My favourite pieces are the ones where I get to spend a day out of the office, finding out about interesting subjects or meeting fascinating people. A few months ago I visited an incredible eco village in West Wales, and got several great features out of the experience, including this one for The Guardian, and this one for Go Green.
What would be your dream commission?
Probably an ongoing series where I get to go behind the scenes and see how people work – sitting in on a circus act’s rehearsal, or riding with the crew in an ambulance or police car, or tagging along on an arctic expedition. I just love new experiences, finding out how things work, and trying to convey it all in exactly the right words so that my readers feel like they were there with me.
About media consulting, mentoring and training…

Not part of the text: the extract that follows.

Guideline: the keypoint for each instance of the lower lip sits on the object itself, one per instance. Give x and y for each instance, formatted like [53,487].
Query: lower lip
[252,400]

Tell us a bit about Inside Scoop – what gave you and your partner-in-crime-and-mentoring Jo Middleton the inspiration to start the business?
Between us, Jo and I have 20 years of experience in the media – Jo (aka Slummy Single Mummy) on the blogging and social networking side and myself as a journalist and editor – and we’ve always had people turning to us for advice. We realised that many people are a bit scared of the media, and that often they just need someone to give them a few tips and a helping hand – which is what Inside Scoop aims to do. Many small companies simply can’t afford to outsource their PR or social media, but we can teach them how to do it themselves – how to write press releases, run a successful Twitter account or business blog. It’s a case of ‘teach a man to fish…’
You train people on writing the perfect press release – can you give as a taster of your tips for putting together a successful release?
Most importantly: find the angle in your story, and tell me straight away. From the email subject line to that all-important first paragraph, I should be in no doubt as to what it is that I’m meant to be interested in. Also, reduce the amount of work I need to do – a newsletter format like MailChimp is much easier than having to download a PDF and several bulky jpeg images. Finally, avoid tenuous links and over-familiarity. That drives most journos nuts!
You also lecture on features writing at Bath Spa University – with your skills, do you think you could fashion a feature from any source material?
Having trained on a daily paper, I got used to writing about anything and everything my editor threw at me, from unfair dismissal cases to Dr Who! Writing a good feature is about doing excellent research and interviews, finding the angle, and then writing engaging copy in a suitable style – once you have those skills you should be able to apply them fairly easily to any subject.
About you and PRs
Are the boundaries between journalism and PR getting thinner? Do you think the two will merge further in the future?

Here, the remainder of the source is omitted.